The characters are well-drawn and there’s plenty of doubt. Is Gen being conned? Can she trust her husband, Art, who seems desperate to leave Beth behind them? Is Art’s old friend Lorcan trying to cause mischief or does he really want to help Gen? And why is Gen’s best friend, Hen, colluding with Gen’s husband behind her back? I found the first couple of hundred pages gripping as I strove to decipher the truth, but when the truth began to surface I was dubious.

Reflections

McKenzie makes effective use of red herrings and retains ambiguity over who can be trusted for a long time.

The truth about Beth Loxley is far-fetched and there’s a lot of talking required to even begin to explain it, though if you accept the personalities McKenzie has taken care to establish, it all does make perfect (albeit twisted) sense. I felt the ending was a little OTT too, but again, if you really consider what’s at stake, it’s probably not. I think when I was reading I became almost irritated by the solution McKenzie created, but on reflection I’m not sure why. Possibly I was irritated by other, mostly very minor, details.

Why, oh why, is Gen incapable of moving forward without male support? (Why is this true of so many female protagonists? Why do none of them ever have real best friends they can rely on to help them solve their problems? Best friends who don’t just assume they’re mental? I assume the answer is partly that two women working co-operatively and sensibly to resolve issues wouldn’t be as thrilling, but why not? Does there really always HAVE to be sexual tension involved?) Why is she called Gen? What kind of name is ‘Art’? Or ‘Hen’?

Despite the minor irritations outlined above, I did enjoy this and thought it worked really well as a thriller. McKenzie makes effective use of red herrings and retains ambiguity over who can be trusted for a long time. She also effectively interweaves the main story with a few snippets of diary like text from a young child. It is unclear for a long time who the child is, but once the reader realises who it is, the diary voice helps provide a thoroughly chilling conclusion to the story.

Final thoughts

This novel is described as a ‘nerve-jangling thriller for fans of Gillian Flynn and Sophie Hannah’ on the back cover and I completely agree.

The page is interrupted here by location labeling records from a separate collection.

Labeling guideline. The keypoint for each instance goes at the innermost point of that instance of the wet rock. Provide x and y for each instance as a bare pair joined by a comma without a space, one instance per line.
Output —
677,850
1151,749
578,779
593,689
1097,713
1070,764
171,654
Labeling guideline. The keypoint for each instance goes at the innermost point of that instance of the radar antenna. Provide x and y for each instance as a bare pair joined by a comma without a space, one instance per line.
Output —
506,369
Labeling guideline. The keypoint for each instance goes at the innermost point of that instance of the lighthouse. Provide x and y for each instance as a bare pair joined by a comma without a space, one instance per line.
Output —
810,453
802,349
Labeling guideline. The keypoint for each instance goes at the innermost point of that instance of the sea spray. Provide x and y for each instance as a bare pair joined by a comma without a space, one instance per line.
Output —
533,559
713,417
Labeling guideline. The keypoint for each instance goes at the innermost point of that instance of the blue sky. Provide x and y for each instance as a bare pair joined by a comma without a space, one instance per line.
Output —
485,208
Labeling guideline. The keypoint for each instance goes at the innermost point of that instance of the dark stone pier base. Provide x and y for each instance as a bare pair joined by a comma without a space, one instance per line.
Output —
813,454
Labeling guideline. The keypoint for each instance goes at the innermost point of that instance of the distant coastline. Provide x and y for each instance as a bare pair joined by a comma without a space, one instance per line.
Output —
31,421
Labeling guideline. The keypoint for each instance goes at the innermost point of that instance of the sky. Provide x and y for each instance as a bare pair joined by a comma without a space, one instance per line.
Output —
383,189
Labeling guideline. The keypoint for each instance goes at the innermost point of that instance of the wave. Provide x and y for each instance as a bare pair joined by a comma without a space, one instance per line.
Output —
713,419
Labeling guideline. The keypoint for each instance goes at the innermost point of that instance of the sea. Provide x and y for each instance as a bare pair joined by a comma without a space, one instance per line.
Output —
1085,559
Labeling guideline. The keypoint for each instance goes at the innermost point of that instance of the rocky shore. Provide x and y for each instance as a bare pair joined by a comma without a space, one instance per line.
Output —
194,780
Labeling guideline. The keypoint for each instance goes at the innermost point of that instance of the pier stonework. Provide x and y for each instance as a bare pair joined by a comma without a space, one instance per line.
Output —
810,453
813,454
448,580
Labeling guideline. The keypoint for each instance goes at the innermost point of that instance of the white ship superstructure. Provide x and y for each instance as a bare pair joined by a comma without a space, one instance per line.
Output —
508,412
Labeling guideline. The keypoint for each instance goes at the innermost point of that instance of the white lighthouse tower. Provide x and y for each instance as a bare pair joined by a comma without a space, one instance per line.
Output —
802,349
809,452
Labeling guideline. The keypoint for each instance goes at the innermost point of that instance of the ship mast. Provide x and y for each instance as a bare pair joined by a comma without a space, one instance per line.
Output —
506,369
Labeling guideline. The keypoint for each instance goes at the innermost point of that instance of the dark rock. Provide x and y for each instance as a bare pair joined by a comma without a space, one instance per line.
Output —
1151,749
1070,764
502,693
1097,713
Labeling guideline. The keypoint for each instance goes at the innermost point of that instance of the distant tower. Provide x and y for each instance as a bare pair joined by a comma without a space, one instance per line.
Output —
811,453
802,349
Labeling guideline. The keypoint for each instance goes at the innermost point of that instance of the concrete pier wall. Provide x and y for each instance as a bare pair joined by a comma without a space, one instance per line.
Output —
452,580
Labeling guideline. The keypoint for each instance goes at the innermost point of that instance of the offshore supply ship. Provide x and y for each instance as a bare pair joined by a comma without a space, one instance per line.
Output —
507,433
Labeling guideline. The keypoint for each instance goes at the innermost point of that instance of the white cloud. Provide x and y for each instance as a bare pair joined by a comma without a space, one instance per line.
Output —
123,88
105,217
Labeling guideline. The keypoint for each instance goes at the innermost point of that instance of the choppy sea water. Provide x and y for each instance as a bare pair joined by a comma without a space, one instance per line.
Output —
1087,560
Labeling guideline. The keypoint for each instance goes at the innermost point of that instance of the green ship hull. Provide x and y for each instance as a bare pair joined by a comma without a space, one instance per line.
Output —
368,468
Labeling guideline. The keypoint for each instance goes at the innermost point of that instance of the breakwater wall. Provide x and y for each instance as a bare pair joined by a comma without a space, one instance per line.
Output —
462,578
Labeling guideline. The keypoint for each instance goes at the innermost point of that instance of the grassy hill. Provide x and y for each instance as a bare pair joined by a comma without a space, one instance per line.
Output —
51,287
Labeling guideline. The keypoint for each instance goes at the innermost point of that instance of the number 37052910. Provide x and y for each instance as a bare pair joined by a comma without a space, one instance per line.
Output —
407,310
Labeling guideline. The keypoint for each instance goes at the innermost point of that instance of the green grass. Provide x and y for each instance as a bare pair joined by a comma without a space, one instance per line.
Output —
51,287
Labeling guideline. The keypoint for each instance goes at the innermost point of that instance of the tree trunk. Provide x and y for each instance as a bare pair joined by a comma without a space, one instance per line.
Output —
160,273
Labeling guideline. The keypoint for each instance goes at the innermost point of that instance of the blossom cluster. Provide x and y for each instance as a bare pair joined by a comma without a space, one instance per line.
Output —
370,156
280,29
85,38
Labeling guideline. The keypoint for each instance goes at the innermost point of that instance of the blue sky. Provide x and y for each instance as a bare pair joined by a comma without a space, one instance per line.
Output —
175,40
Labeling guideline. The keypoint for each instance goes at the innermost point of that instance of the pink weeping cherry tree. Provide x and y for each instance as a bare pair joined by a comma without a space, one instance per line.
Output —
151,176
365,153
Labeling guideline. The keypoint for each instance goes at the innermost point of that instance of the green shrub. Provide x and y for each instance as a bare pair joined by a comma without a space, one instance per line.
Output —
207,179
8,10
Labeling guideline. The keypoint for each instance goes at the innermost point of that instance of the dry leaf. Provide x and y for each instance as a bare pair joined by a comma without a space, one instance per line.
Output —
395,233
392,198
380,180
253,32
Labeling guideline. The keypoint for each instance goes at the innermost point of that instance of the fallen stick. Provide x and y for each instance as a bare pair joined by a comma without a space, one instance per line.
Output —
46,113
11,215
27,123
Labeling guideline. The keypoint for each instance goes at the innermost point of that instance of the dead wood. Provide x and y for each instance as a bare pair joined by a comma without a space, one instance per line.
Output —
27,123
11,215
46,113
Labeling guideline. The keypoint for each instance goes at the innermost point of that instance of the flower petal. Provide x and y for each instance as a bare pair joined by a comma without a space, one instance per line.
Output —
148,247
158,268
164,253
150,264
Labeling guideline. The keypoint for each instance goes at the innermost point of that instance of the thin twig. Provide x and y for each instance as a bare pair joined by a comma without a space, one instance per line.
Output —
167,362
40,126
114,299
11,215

However, the converse is also true. If you thought ‘Gone Girl’ implausible or that ‘Little Face’ involved too many long explanations of motives then this might not suit you.

As for me, I enjoyed this sufficiently to keep an eye out for more by Sophie McKenzie and the blurb for her second adult thriller, ‘Trust in Me’, sounds intriguing. Hopefully next time I’ll feel completely gripped throughout.

Before that though, it’s time to justify my recent impulse book buying by reading Tina Seskis’ ‘When we were friends’ before it sinks to the bottom of the TBR pile. Now if only I could be sure of some bonus reading time to help me make a good start…

Wine, book, candlelight + enough light to read by...perfect.

Wine, book, candlelight + enough light to read by…perfect.